Висели здесь и другие рисунки, не только портреты всяких писак. Прямо над столом красовался портрет короткостриженного парня, сидевшего в инвалидной коляске. Иногда у меня спрашивают, кто это такой. Но у меня не находилось ответов, поэтому я отвечал, что это просто парень, а иногда я придумывал несколько забавных фактов о нем.

– Ну, – говорил я одной, сующей нос не в свои дела, медсестре, – это чемпион параолимпийских игр по плаванию.

– Да? А вы что, тоже увлекались плаваньем? – продолжала спрашивать она.

– В молодости и не такое бывало.

А Валентину я и вовсе говорил, что это мой отец.

– Твой отец?

– Да, – отвечал я, – мой отец.

Человек в инвалидной коляске не улыбался, но он ни в коем случае не был злым, скорее озадаченным. На его коленях разложились груды всяких листов. Некоторые – исписаны до краев, другие же – чистые, совершенно нетронутые. Я думаю, что он пишет рассказ, или повесть, хотя если судить по этой груде бумаг, это скорее всего роман. Наверное, так оно и было.

Я снова закурил. Из открытого окна подул прохладный ветерок, который тонко намекал, что скоро зима.

Докурив, я достал чистые листы и принялся рисовать. С утра, вернее с ночи, рисуется хорошо. Ясно, почему многие художники, писатели или поэты любили творить ночью. Вот возьмите любое произведение искусства, будь то «Улисс» или «Великий мастурбатор», я уверен, что все это было сотворено ночью.
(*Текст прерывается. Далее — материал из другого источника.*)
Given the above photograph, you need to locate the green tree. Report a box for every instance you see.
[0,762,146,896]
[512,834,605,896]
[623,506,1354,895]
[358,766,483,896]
Ночью, когда проклятое солнце не сжигало, не выпаливало из головы все отличные мысли и идеи.

Вот я и рисовал.

Сидел там и рисовал.


Глава ?

Чайка занимался плаваньем, ну знаете, бассейн, гейская шапочка, плавки, красные глаза и все такое прочее. Все это было не для того, чтобы чего-то там добиться, стать чемпионом, а скорее для того, чтобы он не шастал без дела после школы. Это было жестоко, как считал я. У меня было куча свободного времени, но я не дырявил пластмассовые бутылки после уроков и по вечерам, а сидел дома, или гулял недалеко со своими немногочисленными друзьями. А вот Чайка наоборот. Ему было шестнадцать, и мы с ним очень сильно отличались друг от друга.

Я терпеть не мог алкоголь и никогда не понимал его сути, Чайка тоже, но он частенько приходил домой пьяным. Не таким, как мужики на вокзале, но все-таки. После того, как отец попал в больницу, он стал осторожнее, намного осторожнее.

Знаете что он сделал?

Каждый вечер он стал чистить зубы. И когда приходил домой ночью – первым делом шел и чистил зубы, сбивая запах пива или чего-то такого. Он не напивался до чертиков, а если и напивался, то приходил домой, когда уже мог нормально разговаривать.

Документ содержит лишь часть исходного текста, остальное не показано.